3.4 Antimicrobial properties of nanocomposite membranes

The antimicrobial performance of the membranes was also evaluated towards S. epidermidis and E. coli, herein used as Gram-positive and Gram-negative bacteria models. While E. coli and S. epidermidis are bacteria commonly found in various environments, including on surfaces and in materials, E. coli is commonly found in contaminated water, posing significant risks to human health and the environment.¹¹¹

Overall, E. coli was found to be more susceptible to both silk and PVDF-based materials, showing higher bacterial log₁₀ reductions when compared to S. epidermidis (Fig. 7A and B). When the nanoparticles were present in the material, bacterial load was reduced for E. coli 1–2 log₁₀ and S. epidermidis 0.5 log₁₀, mainly when the particles were functionalised with silver (Fig. 7A and B). Silver has long been recognised as a potent antimicrobial due to its ability to disrupt cell membranes, bind to proteins, interfere with DNA, and generate ROS oxygen species, which collectively inhibit bacterial growth.¹¹² Nevertheless, since the material was found to possess photocatalytic properties, mainly in the presence of silver, due to the shift in the plasmon resonance of the particles to the visible range, making them able to induce the formation of ROS through photocatalytic events (Fig. S1a and b), a quantification of ROS was performed.

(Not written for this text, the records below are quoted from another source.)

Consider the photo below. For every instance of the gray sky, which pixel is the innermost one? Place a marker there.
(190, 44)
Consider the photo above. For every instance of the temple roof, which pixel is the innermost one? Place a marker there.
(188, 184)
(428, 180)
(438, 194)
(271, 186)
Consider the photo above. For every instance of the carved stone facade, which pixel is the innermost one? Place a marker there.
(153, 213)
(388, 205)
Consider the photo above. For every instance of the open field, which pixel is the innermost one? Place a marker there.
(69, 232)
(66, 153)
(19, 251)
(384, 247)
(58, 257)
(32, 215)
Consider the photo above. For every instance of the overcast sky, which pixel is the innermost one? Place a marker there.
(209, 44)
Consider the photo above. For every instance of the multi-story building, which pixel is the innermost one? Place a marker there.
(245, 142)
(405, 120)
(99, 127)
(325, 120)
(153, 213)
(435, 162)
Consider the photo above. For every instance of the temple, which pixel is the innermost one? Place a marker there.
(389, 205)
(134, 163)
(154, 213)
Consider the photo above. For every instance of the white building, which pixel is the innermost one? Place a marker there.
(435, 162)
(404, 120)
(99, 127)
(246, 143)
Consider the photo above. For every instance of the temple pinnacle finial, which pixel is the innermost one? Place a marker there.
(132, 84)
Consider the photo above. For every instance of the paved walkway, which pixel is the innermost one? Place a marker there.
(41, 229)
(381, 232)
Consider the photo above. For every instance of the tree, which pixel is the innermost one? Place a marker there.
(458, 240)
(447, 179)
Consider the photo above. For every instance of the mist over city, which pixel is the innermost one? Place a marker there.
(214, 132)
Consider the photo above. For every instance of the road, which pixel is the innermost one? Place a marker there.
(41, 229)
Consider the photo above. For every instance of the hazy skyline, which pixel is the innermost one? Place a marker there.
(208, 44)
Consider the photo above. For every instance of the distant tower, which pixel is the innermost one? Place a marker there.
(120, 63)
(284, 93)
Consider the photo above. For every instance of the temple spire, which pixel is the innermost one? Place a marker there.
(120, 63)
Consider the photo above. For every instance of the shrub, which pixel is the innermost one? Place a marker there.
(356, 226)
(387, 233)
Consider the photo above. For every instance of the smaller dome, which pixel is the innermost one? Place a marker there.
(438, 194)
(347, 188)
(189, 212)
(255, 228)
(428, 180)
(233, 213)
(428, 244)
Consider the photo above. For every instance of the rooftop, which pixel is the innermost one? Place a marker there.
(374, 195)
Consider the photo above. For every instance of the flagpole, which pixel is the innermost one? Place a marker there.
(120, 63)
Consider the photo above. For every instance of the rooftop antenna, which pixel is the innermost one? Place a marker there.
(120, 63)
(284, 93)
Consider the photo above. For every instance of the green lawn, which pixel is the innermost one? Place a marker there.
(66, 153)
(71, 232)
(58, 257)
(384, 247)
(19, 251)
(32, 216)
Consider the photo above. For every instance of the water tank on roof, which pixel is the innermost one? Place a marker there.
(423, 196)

Fig. 7 . Antibacterial activity of (A) PVDF-HFP-based membranes and (B) SF-based membranes in terms of E. coli and S. epidermidis log₁₀ reduction, and dichlorofluorescein fluorescence intensity in E. coli in contact with (C) PVDF-HFP-based membranes and (D) SF-based membranes, in “normal” conditions and after application of the sun-mimicking light.

Thus, besides the antimicrobial effect of silver, it is acceptable to assume that the formation of ROS can disrupt the bacterial cell's structure and function, ultimately killing the microorganisms. Thus, to prove this concept, the quantification of ROS on the most susceptible bacterium (E. coli), after applying a sun-mimicking light (VIS), was performed (Fig. 7C and D). According to the results, this light, which includes UV wavelengths typically present in the sunlight (3–5%), induces the highest percentage of ROS. This finding demonstrates that developing photocatalytic materials engineered to produce ROS makes them valuable for antibacterial purposes. Nevertheless, it is essential to highlight that ROS formation is present even in typical bacterial cultures without light.¹¹³ Some nanoparticles, particularly those made of TiO₂ and Ag, can undergo chemical reactions or even release ions, resulting in the generation of ROS.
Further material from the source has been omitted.